In his book, Get in the Game, Hall of Fame baseball player Cal Ripken, Jr. cites how New York Yankee great Lou Gehrig believed that he was born with no “natural ability” but, through countless hours of extra practice, became one of the game’s greatest players.(3)   Driven to perfection, Gehrig had learned that practice teaches success from failure and (of equal importance) how to extend the boundaries of failure to success.  Hall of Fame basketball coach Bob Knight once observed that what is more important than the will to win is the will to prepare to win.  That is, nurturing and developing our talent comes about through  the price we pay to develop it.  Practice, however, is far different than the third necessary trait for successfully being smart:  experience.  Practice anticipates, and seeks to prepare for, what the situation that we hope to perform in may be like…it is our best guess.  Experience is what we learn during the actual performance.  For this reason, it is impossible both to teach experience and to replicate all the knowledge that comes from experience.  Our question remains, however, how do we come to realize what talent, practice and experience have to do with being successful and smart?
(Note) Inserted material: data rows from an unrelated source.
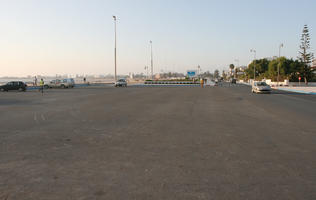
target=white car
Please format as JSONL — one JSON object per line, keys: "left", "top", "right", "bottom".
{"left": 44, "top": 78, "right": 75, "bottom": 89}
{"left": 115, "top": 79, "right": 127, "bottom": 87}
{"left": 252, "top": 82, "right": 271, "bottom": 94}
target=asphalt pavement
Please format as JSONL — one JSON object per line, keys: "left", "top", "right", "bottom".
{"left": 1, "top": 84, "right": 316, "bottom": 200}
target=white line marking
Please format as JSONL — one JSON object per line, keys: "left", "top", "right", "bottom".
{"left": 34, "top": 113, "right": 39, "bottom": 123}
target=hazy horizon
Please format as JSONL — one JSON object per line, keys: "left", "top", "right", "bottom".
{"left": 1, "top": 0, "right": 315, "bottom": 77}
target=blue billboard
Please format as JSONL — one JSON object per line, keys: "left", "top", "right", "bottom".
{"left": 187, "top": 70, "right": 197, "bottom": 78}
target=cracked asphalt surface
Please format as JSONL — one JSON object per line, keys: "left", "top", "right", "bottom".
{"left": 1, "top": 84, "right": 316, "bottom": 199}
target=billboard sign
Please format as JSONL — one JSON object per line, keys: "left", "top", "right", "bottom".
{"left": 187, "top": 70, "right": 198, "bottom": 78}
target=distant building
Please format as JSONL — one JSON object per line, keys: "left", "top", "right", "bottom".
{"left": 237, "top": 66, "right": 247, "bottom": 72}
{"left": 129, "top": 73, "right": 134, "bottom": 79}
{"left": 265, "top": 56, "right": 278, "bottom": 61}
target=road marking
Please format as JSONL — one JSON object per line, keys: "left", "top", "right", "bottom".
{"left": 34, "top": 113, "right": 39, "bottom": 124}
{"left": 276, "top": 92, "right": 316, "bottom": 104}
{"left": 41, "top": 114, "right": 45, "bottom": 121}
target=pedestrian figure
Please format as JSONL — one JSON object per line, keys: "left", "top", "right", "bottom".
{"left": 34, "top": 76, "right": 37, "bottom": 86}
{"left": 200, "top": 78, "right": 204, "bottom": 88}
{"left": 39, "top": 78, "right": 44, "bottom": 94}
{"left": 83, "top": 77, "right": 86, "bottom": 83}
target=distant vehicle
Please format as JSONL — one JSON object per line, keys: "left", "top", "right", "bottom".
{"left": 62, "top": 78, "right": 75, "bottom": 88}
{"left": 231, "top": 79, "right": 237, "bottom": 84}
{"left": 44, "top": 78, "right": 75, "bottom": 89}
{"left": 115, "top": 79, "right": 127, "bottom": 87}
{"left": 0, "top": 81, "right": 27, "bottom": 92}
{"left": 252, "top": 82, "right": 271, "bottom": 94}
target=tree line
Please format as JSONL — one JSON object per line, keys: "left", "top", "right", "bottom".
{"left": 234, "top": 25, "right": 315, "bottom": 84}
{"left": 243, "top": 57, "right": 312, "bottom": 83}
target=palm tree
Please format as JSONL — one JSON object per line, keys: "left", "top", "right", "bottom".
{"left": 229, "top": 64, "right": 235, "bottom": 78}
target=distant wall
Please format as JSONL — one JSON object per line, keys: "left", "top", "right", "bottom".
{"left": 240, "top": 79, "right": 316, "bottom": 87}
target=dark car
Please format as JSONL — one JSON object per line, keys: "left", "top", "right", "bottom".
{"left": 231, "top": 79, "right": 237, "bottom": 84}
{"left": 0, "top": 81, "right": 27, "bottom": 92}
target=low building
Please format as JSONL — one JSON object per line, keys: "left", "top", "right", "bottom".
{"left": 265, "top": 56, "right": 278, "bottom": 61}
{"left": 237, "top": 66, "right": 247, "bottom": 72}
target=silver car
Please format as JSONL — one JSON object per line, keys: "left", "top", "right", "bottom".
{"left": 252, "top": 82, "right": 271, "bottom": 93}
{"left": 44, "top": 78, "right": 75, "bottom": 89}
{"left": 115, "top": 79, "right": 127, "bottom": 87}
{"left": 62, "top": 78, "right": 75, "bottom": 88}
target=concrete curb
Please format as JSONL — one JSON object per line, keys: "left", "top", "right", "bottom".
{"left": 276, "top": 88, "right": 316, "bottom": 95}
{"left": 144, "top": 81, "right": 198, "bottom": 85}
{"left": 130, "top": 84, "right": 201, "bottom": 87}
{"left": 26, "top": 83, "right": 113, "bottom": 91}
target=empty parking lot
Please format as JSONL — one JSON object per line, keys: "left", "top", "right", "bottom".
{"left": 1, "top": 85, "right": 316, "bottom": 200}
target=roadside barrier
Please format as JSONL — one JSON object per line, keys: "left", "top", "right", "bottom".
{"left": 144, "top": 81, "right": 199, "bottom": 85}
{"left": 26, "top": 83, "right": 113, "bottom": 91}
{"left": 131, "top": 84, "right": 201, "bottom": 87}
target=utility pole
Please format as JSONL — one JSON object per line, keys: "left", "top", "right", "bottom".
{"left": 150, "top": 41, "right": 153, "bottom": 79}
{"left": 250, "top": 49, "right": 256, "bottom": 83}
{"left": 278, "top": 43, "right": 284, "bottom": 87}
{"left": 145, "top": 66, "right": 149, "bottom": 79}
{"left": 113, "top": 16, "right": 117, "bottom": 82}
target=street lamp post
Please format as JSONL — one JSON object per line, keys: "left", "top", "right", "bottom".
{"left": 113, "top": 16, "right": 117, "bottom": 82}
{"left": 278, "top": 43, "right": 284, "bottom": 87}
{"left": 250, "top": 49, "right": 256, "bottom": 82}
{"left": 150, "top": 41, "right": 153, "bottom": 80}
{"left": 145, "top": 66, "right": 149, "bottom": 79}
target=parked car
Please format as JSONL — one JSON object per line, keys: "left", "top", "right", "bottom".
{"left": 62, "top": 78, "right": 75, "bottom": 88}
{"left": 115, "top": 79, "right": 127, "bottom": 87}
{"left": 252, "top": 82, "right": 272, "bottom": 93}
{"left": 0, "top": 81, "right": 27, "bottom": 92}
{"left": 44, "top": 78, "right": 75, "bottom": 89}
{"left": 44, "top": 79, "right": 61, "bottom": 89}
{"left": 231, "top": 79, "right": 237, "bottom": 84}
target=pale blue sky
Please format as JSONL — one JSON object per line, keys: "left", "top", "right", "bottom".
{"left": 0, "top": 0, "right": 315, "bottom": 76}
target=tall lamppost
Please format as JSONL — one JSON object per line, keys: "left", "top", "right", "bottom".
{"left": 113, "top": 16, "right": 117, "bottom": 81}
{"left": 250, "top": 49, "right": 256, "bottom": 82}
{"left": 145, "top": 66, "right": 149, "bottom": 79}
{"left": 150, "top": 41, "right": 153, "bottom": 79}
{"left": 278, "top": 43, "right": 284, "bottom": 87}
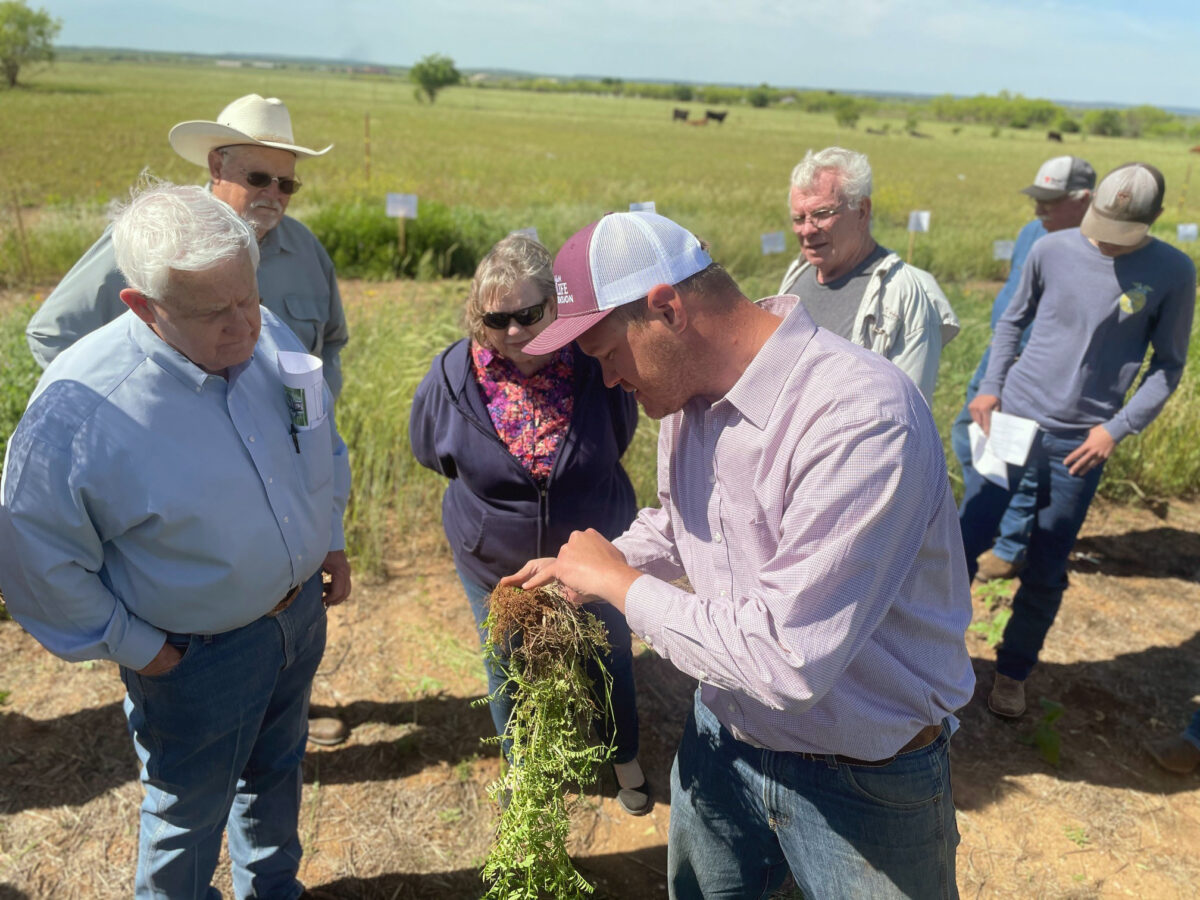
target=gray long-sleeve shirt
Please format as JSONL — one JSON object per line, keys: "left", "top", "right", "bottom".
{"left": 979, "top": 228, "right": 1195, "bottom": 443}
{"left": 25, "top": 216, "right": 349, "bottom": 397}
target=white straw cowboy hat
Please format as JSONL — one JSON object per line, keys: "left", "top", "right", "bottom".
{"left": 168, "top": 94, "right": 333, "bottom": 167}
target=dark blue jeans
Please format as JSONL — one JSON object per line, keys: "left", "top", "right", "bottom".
{"left": 950, "top": 350, "right": 1037, "bottom": 565}
{"left": 959, "top": 429, "right": 1104, "bottom": 681}
{"left": 457, "top": 567, "right": 640, "bottom": 764}
{"left": 668, "top": 689, "right": 959, "bottom": 899}
{"left": 120, "top": 572, "right": 326, "bottom": 900}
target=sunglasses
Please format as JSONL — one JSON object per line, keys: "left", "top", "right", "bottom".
{"left": 482, "top": 300, "right": 547, "bottom": 330}
{"left": 242, "top": 170, "right": 303, "bottom": 195}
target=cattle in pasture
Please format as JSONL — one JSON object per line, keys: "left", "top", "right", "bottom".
{"left": 673, "top": 108, "right": 689, "bottom": 122}
{"left": 705, "top": 109, "right": 728, "bottom": 124}
{"left": 1191, "top": 145, "right": 1200, "bottom": 154}
{"left": 865, "top": 127, "right": 887, "bottom": 135}
{"left": 1047, "top": 131, "right": 1063, "bottom": 142}
{"left": 689, "top": 118, "right": 708, "bottom": 127}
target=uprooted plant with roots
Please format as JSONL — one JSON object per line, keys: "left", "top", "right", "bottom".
{"left": 477, "top": 582, "right": 614, "bottom": 899}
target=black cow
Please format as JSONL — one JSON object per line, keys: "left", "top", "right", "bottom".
{"left": 673, "top": 108, "right": 689, "bottom": 122}
{"left": 1047, "top": 131, "right": 1063, "bottom": 143}
{"left": 705, "top": 109, "right": 728, "bottom": 124}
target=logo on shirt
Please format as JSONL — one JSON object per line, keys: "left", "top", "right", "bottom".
{"left": 1119, "top": 283, "right": 1152, "bottom": 315}
{"left": 554, "top": 274, "right": 574, "bottom": 306}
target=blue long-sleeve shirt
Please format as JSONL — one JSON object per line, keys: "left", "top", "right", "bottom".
{"left": 0, "top": 308, "right": 350, "bottom": 670}
{"left": 980, "top": 229, "right": 1195, "bottom": 442}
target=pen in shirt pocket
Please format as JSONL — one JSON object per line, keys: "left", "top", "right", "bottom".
{"left": 290, "top": 424, "right": 301, "bottom": 454}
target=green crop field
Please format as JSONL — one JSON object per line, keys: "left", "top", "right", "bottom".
{"left": 3, "top": 60, "right": 1199, "bottom": 572}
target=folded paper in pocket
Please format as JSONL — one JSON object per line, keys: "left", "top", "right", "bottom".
{"left": 278, "top": 351, "right": 325, "bottom": 430}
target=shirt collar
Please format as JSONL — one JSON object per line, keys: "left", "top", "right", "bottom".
{"left": 721, "top": 295, "right": 816, "bottom": 430}
{"left": 126, "top": 314, "right": 225, "bottom": 392}
{"left": 259, "top": 218, "right": 291, "bottom": 258}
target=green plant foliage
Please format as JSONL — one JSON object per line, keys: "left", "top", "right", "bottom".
{"left": 479, "top": 586, "right": 614, "bottom": 899}
{"left": 0, "top": 301, "right": 41, "bottom": 459}
{"left": 408, "top": 52, "right": 460, "bottom": 104}
{"left": 0, "top": 0, "right": 61, "bottom": 88}
{"left": 968, "top": 606, "right": 1012, "bottom": 648}
{"left": 1021, "top": 698, "right": 1065, "bottom": 766}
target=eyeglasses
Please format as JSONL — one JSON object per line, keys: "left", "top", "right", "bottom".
{"left": 482, "top": 300, "right": 547, "bottom": 330}
{"left": 791, "top": 203, "right": 846, "bottom": 229}
{"left": 241, "top": 170, "right": 303, "bottom": 195}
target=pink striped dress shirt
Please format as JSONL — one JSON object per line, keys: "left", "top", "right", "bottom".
{"left": 616, "top": 295, "right": 975, "bottom": 760}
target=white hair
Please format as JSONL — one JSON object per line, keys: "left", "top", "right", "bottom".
{"left": 112, "top": 179, "right": 259, "bottom": 301}
{"left": 789, "top": 146, "right": 873, "bottom": 209}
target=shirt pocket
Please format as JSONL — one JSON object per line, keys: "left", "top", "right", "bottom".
{"left": 293, "top": 417, "right": 334, "bottom": 492}
{"left": 282, "top": 293, "right": 325, "bottom": 353}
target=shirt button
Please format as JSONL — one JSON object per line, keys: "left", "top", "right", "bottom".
{"left": 268, "top": 477, "right": 273, "bottom": 484}
{"left": 714, "top": 533, "right": 723, "bottom": 543}
{"left": 698, "top": 671, "right": 708, "bottom": 681}
{"left": 297, "top": 554, "right": 303, "bottom": 561}
{"left": 283, "top": 516, "right": 289, "bottom": 524}
{"left": 195, "top": 386, "right": 202, "bottom": 394}
{"left": 248, "top": 435, "right": 255, "bottom": 442}
{"left": 720, "top": 590, "right": 728, "bottom": 597}
{"left": 727, "top": 703, "right": 736, "bottom": 713}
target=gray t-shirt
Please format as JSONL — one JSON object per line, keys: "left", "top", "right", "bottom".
{"left": 980, "top": 229, "right": 1195, "bottom": 442}
{"left": 792, "top": 244, "right": 889, "bottom": 339}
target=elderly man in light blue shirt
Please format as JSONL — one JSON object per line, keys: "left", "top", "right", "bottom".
{"left": 0, "top": 182, "right": 351, "bottom": 900}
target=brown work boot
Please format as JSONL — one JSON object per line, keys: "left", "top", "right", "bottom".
{"left": 307, "top": 716, "right": 349, "bottom": 746}
{"left": 988, "top": 673, "right": 1026, "bottom": 718}
{"left": 1146, "top": 734, "right": 1200, "bottom": 774}
{"left": 975, "top": 550, "right": 1023, "bottom": 583}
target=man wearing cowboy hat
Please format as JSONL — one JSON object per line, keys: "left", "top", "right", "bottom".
{"left": 25, "top": 94, "right": 353, "bottom": 747}
{"left": 26, "top": 93, "right": 350, "bottom": 398}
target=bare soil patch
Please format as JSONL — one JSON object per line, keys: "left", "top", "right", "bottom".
{"left": 3, "top": 498, "right": 1198, "bottom": 899}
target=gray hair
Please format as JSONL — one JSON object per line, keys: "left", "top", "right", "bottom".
{"left": 465, "top": 234, "right": 554, "bottom": 347}
{"left": 790, "top": 146, "right": 873, "bottom": 209}
{"left": 112, "top": 178, "right": 259, "bottom": 301}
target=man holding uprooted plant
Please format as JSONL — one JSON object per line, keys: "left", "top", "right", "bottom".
{"left": 504, "top": 210, "right": 975, "bottom": 899}
{"left": 24, "top": 92, "right": 353, "bottom": 747}
{"left": 961, "top": 163, "right": 1195, "bottom": 720}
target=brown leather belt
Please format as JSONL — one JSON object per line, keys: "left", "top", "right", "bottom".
{"left": 795, "top": 722, "right": 944, "bottom": 768}
{"left": 267, "top": 584, "right": 302, "bottom": 617}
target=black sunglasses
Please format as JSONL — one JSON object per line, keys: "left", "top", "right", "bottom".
{"left": 243, "top": 170, "right": 303, "bottom": 195}
{"left": 482, "top": 300, "right": 547, "bottom": 330}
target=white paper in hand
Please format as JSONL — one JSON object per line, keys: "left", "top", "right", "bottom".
{"left": 968, "top": 422, "right": 1010, "bottom": 488}
{"left": 987, "top": 412, "right": 1039, "bottom": 465}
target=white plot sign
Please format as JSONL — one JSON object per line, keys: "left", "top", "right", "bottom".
{"left": 907, "top": 210, "right": 931, "bottom": 233}
{"left": 386, "top": 193, "right": 419, "bottom": 219}
{"left": 993, "top": 240, "right": 1015, "bottom": 261}
{"left": 629, "top": 201, "right": 657, "bottom": 213}
{"left": 1178, "top": 223, "right": 1198, "bottom": 243}
{"left": 760, "top": 231, "right": 787, "bottom": 255}
{"left": 510, "top": 227, "right": 540, "bottom": 242}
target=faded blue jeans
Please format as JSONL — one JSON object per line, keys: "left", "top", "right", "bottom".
{"left": 950, "top": 348, "right": 1037, "bottom": 566}
{"left": 959, "top": 429, "right": 1104, "bottom": 681}
{"left": 458, "top": 568, "right": 640, "bottom": 764}
{"left": 668, "top": 689, "right": 959, "bottom": 899}
{"left": 120, "top": 573, "right": 326, "bottom": 900}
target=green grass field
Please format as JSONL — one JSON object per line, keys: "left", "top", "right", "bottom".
{"left": 2, "top": 60, "right": 1199, "bottom": 571}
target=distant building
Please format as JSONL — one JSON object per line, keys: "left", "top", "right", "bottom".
{"left": 215, "top": 60, "right": 242, "bottom": 68}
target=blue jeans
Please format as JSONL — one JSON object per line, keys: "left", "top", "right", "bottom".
{"left": 120, "top": 573, "right": 326, "bottom": 900}
{"left": 959, "top": 429, "right": 1104, "bottom": 681}
{"left": 950, "top": 351, "right": 1037, "bottom": 565}
{"left": 458, "top": 568, "right": 640, "bottom": 764}
{"left": 668, "top": 689, "right": 959, "bottom": 900}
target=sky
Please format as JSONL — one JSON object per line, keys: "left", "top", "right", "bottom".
{"left": 43, "top": 0, "right": 1200, "bottom": 110}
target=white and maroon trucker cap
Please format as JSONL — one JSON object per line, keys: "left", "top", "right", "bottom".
{"left": 523, "top": 211, "right": 712, "bottom": 355}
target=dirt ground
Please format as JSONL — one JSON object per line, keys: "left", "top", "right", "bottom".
{"left": 2, "top": 282, "right": 1199, "bottom": 898}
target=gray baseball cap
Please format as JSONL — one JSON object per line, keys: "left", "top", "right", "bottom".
{"left": 1020, "top": 156, "right": 1096, "bottom": 201}
{"left": 1080, "top": 162, "right": 1165, "bottom": 246}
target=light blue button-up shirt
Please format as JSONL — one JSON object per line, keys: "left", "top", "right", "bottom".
{"left": 0, "top": 308, "right": 350, "bottom": 670}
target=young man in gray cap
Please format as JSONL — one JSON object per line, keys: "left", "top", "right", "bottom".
{"left": 506, "top": 211, "right": 974, "bottom": 899}
{"left": 24, "top": 94, "right": 351, "bottom": 745}
{"left": 950, "top": 156, "right": 1094, "bottom": 582}
{"left": 961, "top": 163, "right": 1195, "bottom": 718}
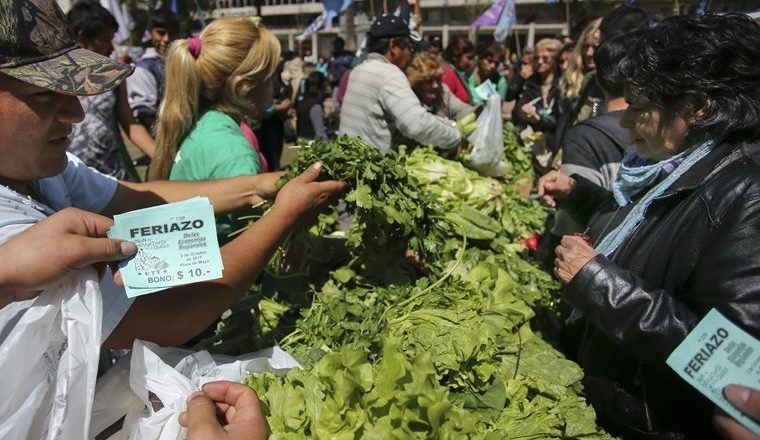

Aristotle, our second Greek thinker, provides insight to, and a resolution of, this issue.  in the opening passages of Rhetoric, Aristotle maintained that people not only have talent but a dynamis or power.  This capacity can lay dormant, but when energized (energia), the dormant talent becomes activated; individuals are willing to work hard, and to risk failure, through performance.  I believe that the reason some “smart” people never accomplish much of anything is because they (for a variety of reasons) never tap into that dynamis; they never realize the talent buried within them.  I believe that hard work, effort, and risk-taking will not only activate talent but make people realize that all of us have much more ability than we realize.

There are lessons we can learn about what it means to be smart and successful from the sages of the past.  it is the spiritual and spirited side of scholarship.  Talent unrealized is talent wasted and what we need to nurture and teach is the passion that helps each of us find our talent, be satisfied with the effort to develop it and be proud of the best effort we offer to perform it.  Our Phi Beta Kappa students have recognized only some of their talents, they have doubtlessly energized some of that talent and have achieved success, but that was preparation for the real voyage they are about to embark upon.  may that performance result in adventurous voyages whose experiences navigate them to their own home ports successfully.

Notes

1.  Gramercy Books, 1995, p 8

2.  See C.W. Ceram’s Gods, Graves and Scholars:  The Story of Archaeology, 2nd ed., 1972, pp. 100-32.

3.  pp. 12-13.

2 comments:

Vijay said...

Great article, Ramona.
Thanks for sharing.

Anonymous said...

I have to say that what was said makes sense.

But I think I would like to add another trait besides the mentioned talent, practice and experience; respect.

Respect to knowledge, respect to those that co-contribute to our success, respect to our subjects and respect to the Creator.

I think respect is really important to be successful which only a smart person realize.